Looking across the valley from it, we could see the most stupendous palace –
turns out the owner was a Palestinian with dual American citizenship who had
gone to the States as a young man and built up a chain of 26(?) 'gas stations'
from which he was making a very nice pile. Net result this house, and a LOT of
support for the village & neighborhood. These two re-builds have been done
with help from Amos Trust/Holy Land Trust, and are a protest against the
illegal occupation and control of planning permits by the Israelis.

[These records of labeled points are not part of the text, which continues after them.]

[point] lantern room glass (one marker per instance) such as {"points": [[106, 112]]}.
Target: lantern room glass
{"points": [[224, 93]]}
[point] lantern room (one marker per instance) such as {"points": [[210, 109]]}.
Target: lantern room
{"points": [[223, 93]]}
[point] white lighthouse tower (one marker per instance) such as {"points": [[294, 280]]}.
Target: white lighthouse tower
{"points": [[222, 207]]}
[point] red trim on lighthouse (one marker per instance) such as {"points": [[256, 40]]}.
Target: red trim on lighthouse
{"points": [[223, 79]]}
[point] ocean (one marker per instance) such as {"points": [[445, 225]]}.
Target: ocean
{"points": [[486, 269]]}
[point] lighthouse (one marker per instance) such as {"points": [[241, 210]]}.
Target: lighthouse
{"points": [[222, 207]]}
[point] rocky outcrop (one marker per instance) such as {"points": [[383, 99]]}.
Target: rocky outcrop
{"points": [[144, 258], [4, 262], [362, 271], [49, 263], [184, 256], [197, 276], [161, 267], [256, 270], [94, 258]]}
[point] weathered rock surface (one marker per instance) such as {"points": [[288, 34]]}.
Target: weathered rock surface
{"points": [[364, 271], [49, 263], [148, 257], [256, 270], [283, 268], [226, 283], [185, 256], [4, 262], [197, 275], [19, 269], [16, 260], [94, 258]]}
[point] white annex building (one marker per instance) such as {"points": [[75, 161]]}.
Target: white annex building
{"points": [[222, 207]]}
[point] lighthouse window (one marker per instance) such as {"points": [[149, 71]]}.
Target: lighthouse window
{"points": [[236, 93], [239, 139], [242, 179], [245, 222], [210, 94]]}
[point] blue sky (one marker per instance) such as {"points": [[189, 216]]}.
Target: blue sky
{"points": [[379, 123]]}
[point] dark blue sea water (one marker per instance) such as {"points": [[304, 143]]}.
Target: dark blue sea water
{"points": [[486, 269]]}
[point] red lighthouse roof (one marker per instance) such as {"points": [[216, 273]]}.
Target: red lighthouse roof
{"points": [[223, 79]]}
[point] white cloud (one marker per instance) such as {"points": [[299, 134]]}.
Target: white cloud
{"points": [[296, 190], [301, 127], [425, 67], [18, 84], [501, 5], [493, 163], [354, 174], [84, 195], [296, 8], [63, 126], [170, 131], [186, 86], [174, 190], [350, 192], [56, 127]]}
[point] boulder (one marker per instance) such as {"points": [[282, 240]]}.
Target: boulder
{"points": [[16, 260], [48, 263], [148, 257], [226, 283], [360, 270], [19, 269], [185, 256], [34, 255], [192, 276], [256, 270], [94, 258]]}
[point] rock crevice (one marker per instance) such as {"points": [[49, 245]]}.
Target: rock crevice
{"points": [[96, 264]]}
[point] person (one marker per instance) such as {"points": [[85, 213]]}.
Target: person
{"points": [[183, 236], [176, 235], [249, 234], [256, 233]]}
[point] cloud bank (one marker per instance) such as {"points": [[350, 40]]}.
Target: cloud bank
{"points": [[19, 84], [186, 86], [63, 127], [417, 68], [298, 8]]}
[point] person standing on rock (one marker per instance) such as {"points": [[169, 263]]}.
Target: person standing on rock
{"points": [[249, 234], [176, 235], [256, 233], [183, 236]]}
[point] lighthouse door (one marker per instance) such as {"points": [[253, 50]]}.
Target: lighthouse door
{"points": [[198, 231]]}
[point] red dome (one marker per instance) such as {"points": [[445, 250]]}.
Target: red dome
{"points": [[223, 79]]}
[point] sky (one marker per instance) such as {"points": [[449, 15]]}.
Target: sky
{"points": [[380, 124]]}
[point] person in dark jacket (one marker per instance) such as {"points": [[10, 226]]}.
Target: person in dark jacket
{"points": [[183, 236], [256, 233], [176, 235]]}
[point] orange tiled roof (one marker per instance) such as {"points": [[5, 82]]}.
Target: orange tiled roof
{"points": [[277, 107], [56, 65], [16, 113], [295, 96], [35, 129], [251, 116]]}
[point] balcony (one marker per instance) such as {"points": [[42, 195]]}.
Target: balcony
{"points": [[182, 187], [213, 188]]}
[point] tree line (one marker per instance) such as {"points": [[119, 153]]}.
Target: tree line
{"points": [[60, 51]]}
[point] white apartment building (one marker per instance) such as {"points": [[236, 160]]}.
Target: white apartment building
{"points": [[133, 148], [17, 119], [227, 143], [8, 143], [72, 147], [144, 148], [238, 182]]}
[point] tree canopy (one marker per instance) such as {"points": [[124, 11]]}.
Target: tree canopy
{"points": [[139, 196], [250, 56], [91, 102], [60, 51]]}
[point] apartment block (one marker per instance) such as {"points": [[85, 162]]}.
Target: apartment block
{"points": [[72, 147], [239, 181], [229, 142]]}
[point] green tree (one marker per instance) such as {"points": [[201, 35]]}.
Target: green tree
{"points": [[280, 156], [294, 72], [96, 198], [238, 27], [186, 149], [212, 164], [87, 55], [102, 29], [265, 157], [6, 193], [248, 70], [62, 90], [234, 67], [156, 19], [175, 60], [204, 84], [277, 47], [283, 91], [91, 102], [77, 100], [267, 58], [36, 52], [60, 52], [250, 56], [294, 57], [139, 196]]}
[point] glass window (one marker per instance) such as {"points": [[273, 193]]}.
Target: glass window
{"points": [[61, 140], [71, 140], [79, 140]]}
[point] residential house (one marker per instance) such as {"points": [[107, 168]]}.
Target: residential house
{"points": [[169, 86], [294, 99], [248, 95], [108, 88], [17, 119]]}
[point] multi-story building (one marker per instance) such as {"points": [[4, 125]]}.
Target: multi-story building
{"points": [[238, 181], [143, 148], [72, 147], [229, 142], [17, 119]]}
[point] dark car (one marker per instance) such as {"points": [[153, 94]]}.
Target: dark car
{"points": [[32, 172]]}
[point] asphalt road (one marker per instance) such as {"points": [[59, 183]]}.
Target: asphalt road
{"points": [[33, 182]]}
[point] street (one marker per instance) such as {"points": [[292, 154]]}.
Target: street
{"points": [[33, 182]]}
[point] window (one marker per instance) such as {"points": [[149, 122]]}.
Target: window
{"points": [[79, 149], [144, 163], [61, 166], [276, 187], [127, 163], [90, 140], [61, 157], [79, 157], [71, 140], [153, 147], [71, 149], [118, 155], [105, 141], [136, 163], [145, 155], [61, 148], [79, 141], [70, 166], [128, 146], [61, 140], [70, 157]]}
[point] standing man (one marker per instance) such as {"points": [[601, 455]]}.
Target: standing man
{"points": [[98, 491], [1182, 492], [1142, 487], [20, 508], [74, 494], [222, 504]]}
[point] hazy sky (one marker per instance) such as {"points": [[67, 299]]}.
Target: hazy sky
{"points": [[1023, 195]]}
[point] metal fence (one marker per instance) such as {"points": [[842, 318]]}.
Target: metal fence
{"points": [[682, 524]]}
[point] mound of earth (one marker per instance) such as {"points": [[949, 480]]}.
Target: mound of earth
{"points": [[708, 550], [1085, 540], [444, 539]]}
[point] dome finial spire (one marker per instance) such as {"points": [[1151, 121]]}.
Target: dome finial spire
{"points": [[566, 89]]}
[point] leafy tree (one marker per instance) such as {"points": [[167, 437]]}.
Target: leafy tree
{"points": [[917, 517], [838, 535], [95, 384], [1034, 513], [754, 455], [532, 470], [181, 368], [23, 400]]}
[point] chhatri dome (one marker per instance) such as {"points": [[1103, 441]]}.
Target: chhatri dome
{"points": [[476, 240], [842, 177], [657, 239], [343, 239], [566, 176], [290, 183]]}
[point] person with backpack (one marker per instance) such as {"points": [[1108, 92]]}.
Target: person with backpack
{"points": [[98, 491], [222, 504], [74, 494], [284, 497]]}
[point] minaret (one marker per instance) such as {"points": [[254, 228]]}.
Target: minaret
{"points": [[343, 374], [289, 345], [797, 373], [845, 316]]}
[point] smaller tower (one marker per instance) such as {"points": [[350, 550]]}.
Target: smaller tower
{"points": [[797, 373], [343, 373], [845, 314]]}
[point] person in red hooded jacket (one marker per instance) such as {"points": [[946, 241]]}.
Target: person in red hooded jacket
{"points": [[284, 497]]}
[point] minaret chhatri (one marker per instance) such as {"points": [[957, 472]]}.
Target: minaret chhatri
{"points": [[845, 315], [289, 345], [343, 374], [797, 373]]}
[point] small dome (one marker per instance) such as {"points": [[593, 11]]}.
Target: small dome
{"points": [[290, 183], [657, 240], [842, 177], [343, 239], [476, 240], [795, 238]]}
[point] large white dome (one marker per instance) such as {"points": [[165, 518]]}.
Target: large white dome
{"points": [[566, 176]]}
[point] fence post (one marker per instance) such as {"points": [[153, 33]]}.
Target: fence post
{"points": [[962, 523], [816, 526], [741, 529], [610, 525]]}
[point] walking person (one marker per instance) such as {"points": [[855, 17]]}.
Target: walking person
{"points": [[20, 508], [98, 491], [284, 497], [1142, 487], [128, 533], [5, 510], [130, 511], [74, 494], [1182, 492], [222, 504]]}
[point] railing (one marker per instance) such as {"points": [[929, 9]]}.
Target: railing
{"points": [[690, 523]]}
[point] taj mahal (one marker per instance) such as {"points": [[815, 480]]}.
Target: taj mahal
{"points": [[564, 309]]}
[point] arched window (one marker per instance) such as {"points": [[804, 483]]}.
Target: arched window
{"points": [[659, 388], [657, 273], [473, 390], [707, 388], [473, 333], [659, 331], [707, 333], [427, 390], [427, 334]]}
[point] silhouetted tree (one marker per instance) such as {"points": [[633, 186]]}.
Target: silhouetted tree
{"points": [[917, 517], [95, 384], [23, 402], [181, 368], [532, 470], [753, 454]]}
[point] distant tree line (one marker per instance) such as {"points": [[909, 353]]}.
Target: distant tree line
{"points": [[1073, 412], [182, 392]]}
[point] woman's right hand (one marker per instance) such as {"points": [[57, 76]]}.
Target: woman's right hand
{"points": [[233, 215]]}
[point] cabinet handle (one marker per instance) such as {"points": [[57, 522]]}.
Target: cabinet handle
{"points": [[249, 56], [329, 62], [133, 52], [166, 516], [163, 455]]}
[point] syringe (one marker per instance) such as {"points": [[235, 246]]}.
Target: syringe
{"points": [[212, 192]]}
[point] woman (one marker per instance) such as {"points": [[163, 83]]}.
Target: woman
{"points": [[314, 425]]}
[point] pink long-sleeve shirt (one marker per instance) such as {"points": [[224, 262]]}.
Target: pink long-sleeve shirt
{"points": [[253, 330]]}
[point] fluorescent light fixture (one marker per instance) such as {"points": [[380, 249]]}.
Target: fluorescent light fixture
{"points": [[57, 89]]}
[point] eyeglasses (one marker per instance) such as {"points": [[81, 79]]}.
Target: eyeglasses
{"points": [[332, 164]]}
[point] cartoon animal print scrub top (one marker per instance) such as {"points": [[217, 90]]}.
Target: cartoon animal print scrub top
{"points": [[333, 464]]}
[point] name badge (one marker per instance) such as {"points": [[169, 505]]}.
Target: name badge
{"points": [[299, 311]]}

Our next port of call was lunch in Battir public park - the next
village across with the fancy palace. The locals said it was a 40 minute walk
so most of us decided to walk. It turned out to be 40 minutes once we had
reached an old road at the bottom of the valley, but to get to that involved
crossing a lot of scrub, then terraced olive groves with the ground plowed and
steep 'slides' down from one terrace to another - which took just under an hour
to complete! Before we hit the terraces we crossed a trench dug by the Israeli
army for their protection during one of the intifadas. The Israeli’s are trying
to destroy the terracing around Battir (which goes back to Roman times) for
another new settlement, but the Palestinians challenged this and have managed
to get the area declared a World Heritage Site…. Looking out from the terrace
of the restaurant we could see the railway in the distance (which follows the
‘Green line’ and, somewhat closer, the new ‘settlers only’ road with a swathe
of land either side which has been ‘grabbed’ from Palestinian ownership.
After a very
late lunch we went to an open air mass in the olive groves of Cremazon
monastery which is about to lose them all to the Israeli bulldozers for a road
to a settlement, and from there to a talk by Combatants for Peace - two Israeli
ex-soldiers and a Palestinian ex-militant. As the Palestinian said - everyone wants
peace but they all want their own peace - and everyone’s ideas about what
constitutes a just peace is different, but they are trying to do something
about that. So far the only person who is not prepared to negotiate has been
the settler... but unfortunately there are a many more like him, and they have
a lot of power in the Knesset. From there we went to what looked like quite a
popular eatery on the edge of Beit Sahur called The Eagles Nest for a very
welcome beer or three and our evening meal - excellent food, and then back to
the hotel.
Reflection:
The house demolitions are a very nasty way of making life as hard as possible
for the Palestinians, in the hope that they will just give up & go, but it
seems to be back-firing in much the same way as the Blitz backfired on the
Germans by making the British more determined to resist. Roads to the
Settlements (which are for Jews only) are taking huge amounts of farm land from
the Palestinians – not just the width of the road but a wide ribbon either side
as well – far wider than is needed for the wall itself, because they are not
allowed within ‘X’ feet of the wall.